This behavior suggests a significant difference in configuration or resource access between your Databricks serverless SQL warehouse, single-node cluster, and multi-node Spark cluster. The issue is not with SQL syntax or table access itself, since those are proven to work elsewhere—it is specific to the multi-node Spark cluster context.
Key Points from Your Scenario
-
Serverless SQL Warehouse: Query executes in seconds.
-
Single-Node Cluster: Query also executes in seconds.
-
Multi-Node Cluster: Query never completes (even after 60 minutes).
Likely Causes
1. Table Format and Underlying Storage
Databricks tables may be managed as Delta Lake tables (transactional Parquet) or as external tables (possibly non-optimized formats). If your table's physical files are not partitioned or are stored as a single large file, Spark's distributed computation may actually be slower due to overhead or skew.
-
If the table is stored in a single Parquet file, a multi-node cluster could have resource contention for the single file, causing worker nodes to wait on file access or data splits.
-
Large, unpartitioned tables can cause parallel reads to be ineffective.
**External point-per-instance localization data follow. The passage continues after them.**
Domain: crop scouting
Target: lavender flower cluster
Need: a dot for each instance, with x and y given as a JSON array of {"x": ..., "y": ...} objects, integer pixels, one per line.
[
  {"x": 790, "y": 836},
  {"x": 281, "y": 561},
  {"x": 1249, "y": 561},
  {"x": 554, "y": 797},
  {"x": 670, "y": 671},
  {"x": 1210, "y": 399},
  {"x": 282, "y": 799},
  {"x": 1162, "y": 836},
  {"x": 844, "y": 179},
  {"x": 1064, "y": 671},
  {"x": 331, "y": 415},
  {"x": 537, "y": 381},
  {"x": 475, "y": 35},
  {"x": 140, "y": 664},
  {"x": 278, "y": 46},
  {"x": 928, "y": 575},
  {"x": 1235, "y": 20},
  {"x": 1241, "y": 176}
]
2. Data Skew or Small File Problem
Distributed clusters work best when data can be split into multiple partitions. If there are not enough input splits, only a small subset of executors will do the work while others wait. This leads to cluster underutilization and a "spinning" effect.
-
Check the number of partitions your table/files have.
-
If running count(*), check the Spark job DAG to see if tasks are being created for each partition.
3. Cluster Configuration
With serverless and single-node clusters, all work is executed in one process, but with a multi-node cluster, tasks are distributed among worker nodes. If your table is restricted by IP, credential passthrough, or by restrictive mount points, the workers may not have data access while the driver does.
-
Check mount points and data access for all worker nodes, not just the driver.
-
Credentials and IAM permissions should be checked for all nodes.
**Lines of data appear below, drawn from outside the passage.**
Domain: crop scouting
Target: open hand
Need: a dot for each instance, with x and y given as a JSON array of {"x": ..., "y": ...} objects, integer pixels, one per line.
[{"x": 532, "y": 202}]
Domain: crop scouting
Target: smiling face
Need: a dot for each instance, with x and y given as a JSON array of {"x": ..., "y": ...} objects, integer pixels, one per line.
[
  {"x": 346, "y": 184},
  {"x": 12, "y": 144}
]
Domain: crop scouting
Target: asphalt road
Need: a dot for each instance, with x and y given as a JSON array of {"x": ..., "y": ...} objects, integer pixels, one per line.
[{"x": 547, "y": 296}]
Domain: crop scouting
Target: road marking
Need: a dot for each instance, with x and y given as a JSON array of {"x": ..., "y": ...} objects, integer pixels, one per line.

4. Shuffle or Query Plan Issue
Count operations can sometimes trigger large shuffles in Spark if each executor produces a large intermediate result. However, for basic count(*) on a simple table, this should not normally be a bottleneck unless associated with a shuffle or large data movement.
5. Resource Limits
Worker nodes may be resource starved (low memory, small disk for temp spill, etc.) compared to the resources available to a driver-only, single-node cluster.
6. Table Caching or Auto-Optimize Differences
SQL warehouse and single-node environments may have cached or auto-tuned the table, while distributed Spark may not benefit from those until the first run.
Debugging and Solutions
-
Check Spark DAG: In Spark UI (on your multi-node cluster), see if the job is progressing, stuck initializing, or all tasks are pending.
-
Partitioning: Run spark.read.table('schema.tbl_name').rdd.getNumPartitions() in the notebook to see how many partitions exist.
-
File Structure: Check if the table's underlying storage (Parquet or Delta files) is a single file or many files.
-
Permissions: Ensure all cluster nodes can access the data source equally.
-
Logs and Metrics: Examine logs for exceptions, warnings, or timeouts (especially storage/network related).
-
Run Smaller Sample: Try limiting to a small subset, e.g., select count(*) from schema.tbl_name limit 1000 and see if the issue persists.
Suggested Next Steps
-
Investigate file structure and partitioning of the underlying table data.
-
Use Spark UI to analyze the execution plan.
-
Confirm worker access to the data source.
-
Consider repartitioning or optimizing the storage format if partitions are insufficient or if there’s a single large file.